Po godzinie 15 protest dotarł pod Kancelarią Prezesa Rady Ministrów. Pierwsza część protestu zakończyła się po godzinie 16. Organizatorzy zapowiedzieli, że druga ma na celu rozstawienie "białego miasteczka 2.0" na wzór tego, które stało przed Kancelarią Premiera w czasie protestu pielęgniarek i położnych w 2007 roku.
Zmiany w rozkładach autobusów i tramwajów
Podczas przemarszu ulice były wyłączane z ruchu. Na trasy objazdowe zostały też skierowane pojazdy komunikacji miejskiej.
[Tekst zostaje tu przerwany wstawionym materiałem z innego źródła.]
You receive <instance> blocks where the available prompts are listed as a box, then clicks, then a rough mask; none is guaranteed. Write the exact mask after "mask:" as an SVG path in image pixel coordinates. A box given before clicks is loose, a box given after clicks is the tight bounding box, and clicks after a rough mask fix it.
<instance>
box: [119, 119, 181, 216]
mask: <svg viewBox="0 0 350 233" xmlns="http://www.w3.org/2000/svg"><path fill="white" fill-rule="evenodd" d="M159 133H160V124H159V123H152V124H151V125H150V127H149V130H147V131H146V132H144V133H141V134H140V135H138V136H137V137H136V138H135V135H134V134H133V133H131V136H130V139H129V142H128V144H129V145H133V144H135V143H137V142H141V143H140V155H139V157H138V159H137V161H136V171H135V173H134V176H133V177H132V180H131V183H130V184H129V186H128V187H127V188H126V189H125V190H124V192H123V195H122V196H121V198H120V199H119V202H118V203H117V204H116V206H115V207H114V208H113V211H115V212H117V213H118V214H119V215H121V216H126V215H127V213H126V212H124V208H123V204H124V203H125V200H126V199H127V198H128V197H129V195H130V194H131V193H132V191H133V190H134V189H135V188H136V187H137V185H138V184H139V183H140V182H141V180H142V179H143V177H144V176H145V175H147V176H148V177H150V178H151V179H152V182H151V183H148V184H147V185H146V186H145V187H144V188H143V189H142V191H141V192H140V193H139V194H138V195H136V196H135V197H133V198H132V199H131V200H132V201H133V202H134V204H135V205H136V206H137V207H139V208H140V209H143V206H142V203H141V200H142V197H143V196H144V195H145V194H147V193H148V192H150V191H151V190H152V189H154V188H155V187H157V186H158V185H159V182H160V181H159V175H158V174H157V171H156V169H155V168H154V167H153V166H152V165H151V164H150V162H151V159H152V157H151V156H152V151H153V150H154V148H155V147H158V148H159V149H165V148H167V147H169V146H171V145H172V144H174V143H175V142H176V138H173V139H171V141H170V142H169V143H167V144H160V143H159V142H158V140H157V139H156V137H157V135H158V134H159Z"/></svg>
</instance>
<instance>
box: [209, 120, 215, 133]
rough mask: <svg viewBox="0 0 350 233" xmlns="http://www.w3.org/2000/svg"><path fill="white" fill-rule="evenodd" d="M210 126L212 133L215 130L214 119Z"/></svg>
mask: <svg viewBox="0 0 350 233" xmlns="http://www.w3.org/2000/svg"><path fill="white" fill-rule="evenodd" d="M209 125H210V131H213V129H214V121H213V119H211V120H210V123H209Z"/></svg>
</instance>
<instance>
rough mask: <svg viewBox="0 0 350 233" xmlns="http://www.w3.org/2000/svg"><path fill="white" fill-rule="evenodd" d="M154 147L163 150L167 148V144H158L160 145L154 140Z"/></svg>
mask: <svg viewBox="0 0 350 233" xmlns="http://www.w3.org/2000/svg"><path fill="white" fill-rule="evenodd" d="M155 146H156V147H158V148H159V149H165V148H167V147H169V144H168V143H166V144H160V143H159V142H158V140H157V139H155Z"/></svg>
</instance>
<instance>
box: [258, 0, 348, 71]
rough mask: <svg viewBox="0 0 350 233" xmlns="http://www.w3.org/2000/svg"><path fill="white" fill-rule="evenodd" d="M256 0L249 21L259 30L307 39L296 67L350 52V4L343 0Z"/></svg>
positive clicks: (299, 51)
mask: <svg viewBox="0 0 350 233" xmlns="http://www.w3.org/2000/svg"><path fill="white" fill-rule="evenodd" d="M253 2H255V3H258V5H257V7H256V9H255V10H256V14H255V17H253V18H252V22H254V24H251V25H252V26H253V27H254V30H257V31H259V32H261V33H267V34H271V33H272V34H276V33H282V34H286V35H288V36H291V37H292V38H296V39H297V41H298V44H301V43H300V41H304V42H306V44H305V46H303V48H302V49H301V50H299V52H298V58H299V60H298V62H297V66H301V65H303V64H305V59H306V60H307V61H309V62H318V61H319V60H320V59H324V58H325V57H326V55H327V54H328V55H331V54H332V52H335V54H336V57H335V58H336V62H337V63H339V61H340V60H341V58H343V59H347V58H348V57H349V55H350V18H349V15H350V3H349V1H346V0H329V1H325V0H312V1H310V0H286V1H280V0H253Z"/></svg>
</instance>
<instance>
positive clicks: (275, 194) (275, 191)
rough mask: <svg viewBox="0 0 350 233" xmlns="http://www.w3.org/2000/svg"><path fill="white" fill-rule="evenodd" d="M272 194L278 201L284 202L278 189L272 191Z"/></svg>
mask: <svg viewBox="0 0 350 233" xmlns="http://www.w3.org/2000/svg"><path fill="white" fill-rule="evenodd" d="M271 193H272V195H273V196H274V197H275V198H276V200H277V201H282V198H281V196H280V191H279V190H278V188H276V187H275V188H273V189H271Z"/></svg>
Dotyczyło to autobusów linii: 100, 116, 178, 180, 503 i 518. Dodatkowo mogły się też zmienić trasy linii tramwajowych 7, 9, 22, 24, 25 oraz autobusowych: 106, 107, 108, 109, 111, 117, 118, 127, 128, 158, 159, 166, 171, 175, 195, 222, 507 i 521.
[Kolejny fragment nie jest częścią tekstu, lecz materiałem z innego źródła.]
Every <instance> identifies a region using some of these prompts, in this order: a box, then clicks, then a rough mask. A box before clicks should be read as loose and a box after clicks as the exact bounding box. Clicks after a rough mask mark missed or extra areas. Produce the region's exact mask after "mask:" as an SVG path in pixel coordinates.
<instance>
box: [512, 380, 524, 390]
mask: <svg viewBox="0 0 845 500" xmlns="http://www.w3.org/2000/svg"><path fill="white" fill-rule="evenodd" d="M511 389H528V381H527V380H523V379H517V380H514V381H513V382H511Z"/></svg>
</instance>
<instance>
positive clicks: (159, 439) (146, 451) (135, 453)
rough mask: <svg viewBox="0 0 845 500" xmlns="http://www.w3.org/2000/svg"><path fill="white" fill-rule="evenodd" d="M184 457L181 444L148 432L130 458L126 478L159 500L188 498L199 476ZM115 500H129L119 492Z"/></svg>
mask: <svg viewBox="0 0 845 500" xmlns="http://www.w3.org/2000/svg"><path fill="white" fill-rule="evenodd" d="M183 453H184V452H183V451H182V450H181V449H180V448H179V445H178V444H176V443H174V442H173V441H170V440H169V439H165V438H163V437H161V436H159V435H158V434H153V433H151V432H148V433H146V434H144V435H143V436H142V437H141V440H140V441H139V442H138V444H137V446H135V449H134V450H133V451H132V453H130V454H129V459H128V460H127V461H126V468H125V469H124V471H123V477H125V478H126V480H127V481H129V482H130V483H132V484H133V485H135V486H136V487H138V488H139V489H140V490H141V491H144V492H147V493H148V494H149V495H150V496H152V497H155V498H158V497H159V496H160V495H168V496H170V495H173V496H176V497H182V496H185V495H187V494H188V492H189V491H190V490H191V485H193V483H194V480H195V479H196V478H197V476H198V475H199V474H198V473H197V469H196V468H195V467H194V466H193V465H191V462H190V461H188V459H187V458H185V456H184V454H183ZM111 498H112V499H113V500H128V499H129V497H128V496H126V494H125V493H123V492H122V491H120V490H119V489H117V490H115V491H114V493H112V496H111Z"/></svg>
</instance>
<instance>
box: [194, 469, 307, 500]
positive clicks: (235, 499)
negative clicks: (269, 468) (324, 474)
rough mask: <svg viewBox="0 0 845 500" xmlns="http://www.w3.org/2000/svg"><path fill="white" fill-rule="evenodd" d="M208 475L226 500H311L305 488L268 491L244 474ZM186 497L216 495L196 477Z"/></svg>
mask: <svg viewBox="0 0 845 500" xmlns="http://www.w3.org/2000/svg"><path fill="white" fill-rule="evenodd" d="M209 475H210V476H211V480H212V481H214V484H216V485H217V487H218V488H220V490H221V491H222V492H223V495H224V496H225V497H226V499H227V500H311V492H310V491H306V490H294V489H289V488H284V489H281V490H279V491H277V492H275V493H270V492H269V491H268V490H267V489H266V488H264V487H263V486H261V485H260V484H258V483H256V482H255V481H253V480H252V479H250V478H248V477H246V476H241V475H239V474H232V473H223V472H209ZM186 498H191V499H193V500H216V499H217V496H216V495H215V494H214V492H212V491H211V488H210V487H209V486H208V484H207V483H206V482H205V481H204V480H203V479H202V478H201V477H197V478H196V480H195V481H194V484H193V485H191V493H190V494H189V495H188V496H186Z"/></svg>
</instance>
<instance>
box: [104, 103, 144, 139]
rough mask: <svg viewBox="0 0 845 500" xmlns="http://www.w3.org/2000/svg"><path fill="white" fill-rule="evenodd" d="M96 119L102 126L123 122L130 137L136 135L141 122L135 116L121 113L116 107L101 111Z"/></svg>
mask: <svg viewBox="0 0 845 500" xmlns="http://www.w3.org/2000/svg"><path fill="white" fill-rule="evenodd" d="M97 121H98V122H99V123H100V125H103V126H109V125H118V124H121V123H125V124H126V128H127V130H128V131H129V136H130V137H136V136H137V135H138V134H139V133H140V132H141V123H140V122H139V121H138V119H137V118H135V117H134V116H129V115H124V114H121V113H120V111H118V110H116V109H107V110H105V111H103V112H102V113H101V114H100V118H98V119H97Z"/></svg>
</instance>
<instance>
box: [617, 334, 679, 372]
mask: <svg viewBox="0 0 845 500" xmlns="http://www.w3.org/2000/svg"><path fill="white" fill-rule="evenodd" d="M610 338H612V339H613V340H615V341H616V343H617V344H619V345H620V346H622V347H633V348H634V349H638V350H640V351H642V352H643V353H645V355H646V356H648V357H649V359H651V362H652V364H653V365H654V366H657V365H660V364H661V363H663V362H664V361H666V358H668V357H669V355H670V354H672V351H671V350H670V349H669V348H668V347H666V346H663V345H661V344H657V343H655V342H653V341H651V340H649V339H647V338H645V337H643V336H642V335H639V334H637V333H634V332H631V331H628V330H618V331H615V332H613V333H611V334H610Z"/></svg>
Podczas tego weekendu 11-12 września Trakt Królewski nie będzie deptakiem, a ruch odbywać się będzie tak jak w dni powszednie. Autobusy, które jeżdżą Nowy Światem i Krakowskim Przedmieściem wrócą na trasy podstawowe. Zmieniło się to jedynie na czas przemarszu.
Ratownicy medyczni walczą o wyższe wynagrodzenia, nie zgadzają się też na wyjątkowo trudne warunki pracy. Od 1 września rozpoczęli ogólnopolski protest. Część z nich nie przyszła do pracy lub wzięła minimalną liczbę godzin podczas dyżurów. Z powodu braku wolnych karetek do wielu zdarzeń na terenie Warszawy i okolic wysyłane były śmigłowce Lotniczego Pogotowia Ratunkowego.